I was only seven or eight-years-old, so there was no way the much older boys were going to let me play in their intense street hockey game against their rivals from the other side of Windwood Court.
My brother John, cousin Donald, and all of their friends who were anywhere from three-to-seven years older than me were ready, as the other group carried their net and sticks to our little area of the street.

I wasn’t allowed to join them, but still wanted to be involved. So I moved off to the side, climbed a fence and sat at the top, so I could get a good view and called play-by-play.
No audience, no speaker, not even a recording device. Just me announcing it, basically to myself, as if they were NHLers and I was Rick Jeanneret.
If I couldn’t pretend to be Gilbert Perreault, Danny Gare, or Mike Ramsey - I was still going to be a Sabres favorite, and legend.
That’s what RJ already was, and forever will be.
A personal favorite.
A professional legend.
I wanted to be the voice of that game, because Rick was the voice of the Sabres on the radio.
Most games I watched on television, Ted Darling called them. He was also amazing. The press box at KeyBank Center is now named after him.
While Ted was the calming, steady voice that complemented the pictures on television, Rick was who brought them to life when you couldn't see it. The way he described a game, and the energy he brought with it allowed me to vividly imagine I was sitting in the stands watching it, ready to chant along with the crowd or boo the officials.
Often times, it was simply while driving in the car, heading to an aunt or uncles house with my mom and dad. Instead of putting music on the radio, they let me listen to the game.
They knew how much it meant to me.
That's why when it was time to go to bed but the game wasn’t over yet or the Sabres played on the west coast on a non-school night and games started at 10 p.m. ET in Buffalo, they also let me listen to it on my Walkman, with my headphones hugging my head and covering my ears.
I remember challenging myself to stay up for as long as I could. The next power play. The end of the period.
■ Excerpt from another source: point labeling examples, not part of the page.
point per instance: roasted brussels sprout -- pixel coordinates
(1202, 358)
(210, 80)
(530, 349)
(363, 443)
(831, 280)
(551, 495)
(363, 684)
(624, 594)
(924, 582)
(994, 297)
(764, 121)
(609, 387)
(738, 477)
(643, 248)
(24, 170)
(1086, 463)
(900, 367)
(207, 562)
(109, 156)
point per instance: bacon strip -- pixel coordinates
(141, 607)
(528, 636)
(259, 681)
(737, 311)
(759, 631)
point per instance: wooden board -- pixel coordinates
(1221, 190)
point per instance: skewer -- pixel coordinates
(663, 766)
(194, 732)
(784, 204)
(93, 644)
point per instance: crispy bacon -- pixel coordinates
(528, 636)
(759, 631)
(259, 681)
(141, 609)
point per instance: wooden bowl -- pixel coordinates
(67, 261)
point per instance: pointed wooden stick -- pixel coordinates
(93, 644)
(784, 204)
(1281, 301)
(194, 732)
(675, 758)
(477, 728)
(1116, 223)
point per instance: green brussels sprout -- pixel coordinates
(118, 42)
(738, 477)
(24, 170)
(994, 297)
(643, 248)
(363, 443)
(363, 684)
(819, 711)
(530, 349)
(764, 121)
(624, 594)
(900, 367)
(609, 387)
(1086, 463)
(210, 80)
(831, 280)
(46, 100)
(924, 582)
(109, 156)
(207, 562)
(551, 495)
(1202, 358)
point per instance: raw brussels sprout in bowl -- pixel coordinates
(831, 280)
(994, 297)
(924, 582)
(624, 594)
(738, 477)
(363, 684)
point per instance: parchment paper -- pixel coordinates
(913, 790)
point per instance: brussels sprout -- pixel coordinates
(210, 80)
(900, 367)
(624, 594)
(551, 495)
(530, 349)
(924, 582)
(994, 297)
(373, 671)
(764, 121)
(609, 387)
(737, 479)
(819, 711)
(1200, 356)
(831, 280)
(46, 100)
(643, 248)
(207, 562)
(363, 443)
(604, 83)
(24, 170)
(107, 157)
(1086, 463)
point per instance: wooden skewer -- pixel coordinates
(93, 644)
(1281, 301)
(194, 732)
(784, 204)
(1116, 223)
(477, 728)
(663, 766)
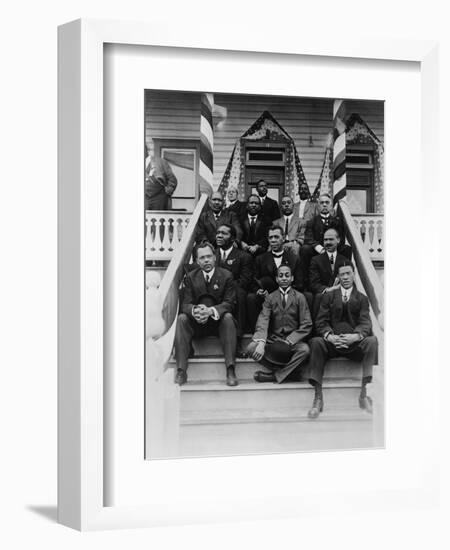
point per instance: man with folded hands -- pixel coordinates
(345, 330)
(281, 330)
(209, 299)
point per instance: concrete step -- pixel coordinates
(213, 368)
(246, 438)
(210, 346)
(281, 414)
(249, 395)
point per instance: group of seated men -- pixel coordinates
(287, 279)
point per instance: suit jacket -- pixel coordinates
(315, 229)
(311, 210)
(321, 276)
(160, 183)
(221, 288)
(207, 225)
(294, 228)
(330, 312)
(261, 229)
(293, 321)
(240, 264)
(270, 209)
(266, 271)
(239, 208)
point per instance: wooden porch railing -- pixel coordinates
(164, 232)
(371, 229)
(369, 278)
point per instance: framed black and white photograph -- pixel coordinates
(310, 173)
(195, 396)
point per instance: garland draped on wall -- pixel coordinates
(265, 128)
(358, 132)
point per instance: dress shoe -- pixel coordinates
(365, 403)
(261, 376)
(231, 377)
(181, 377)
(317, 408)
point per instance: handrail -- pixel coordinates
(170, 283)
(369, 277)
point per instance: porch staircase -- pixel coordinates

I wanted to go as long as I could, hopefully getting to the end of the game before falling asleep, but never seemed to make it.
At some point after I actually did fall asleep, my mom would come into the room and take those headphones off of me.
But Rick’s voice was the last thing I heard all those nights.
How lucky was I if I got to hear a goal before I closed those eyes? Maybe even luckier if I hear a fight, because as great as Rick was at calling those goals, he may have been at his best when calling fights. It didn't matter if it was the smaller Brent Peterson, who was much more known for winning faceoffs than dropping the gloves, or the hulking Larry Playfair, who seemed to get one fighting major per-night, Rick made every pushing and shoving match sound like the build-up to the Greasers versus the Socs in The Outsiders. Every instance of fisticuffs sounded like Ali against Frazier.
With RJ calling the game, there were heroes, there were villains, and there were magical moments.
30 years later, his voice is often still the last one I hear. Only now, instead of being tucked in under the covers listening on that Walkman, it’s watching the TV in the bedroom after my wife and son have gone to sleep.
As much as the team has changed, and the way we watch and listen has changed since those days of sitting on the fence and pretending to be him, Rick hasn't changed.
That's why I wanted to make sure I was in the building when the team honored him on Friday night. Not just as a colleague, now that I work in this profession and on the flagship station of the team, but also as a fan, admirer, and still that little kid who can't wait to hear those goal calls!
I’m going to miss all of that. I think we all will. But we’ll have 50 years of them to always re-live, and know how special they were.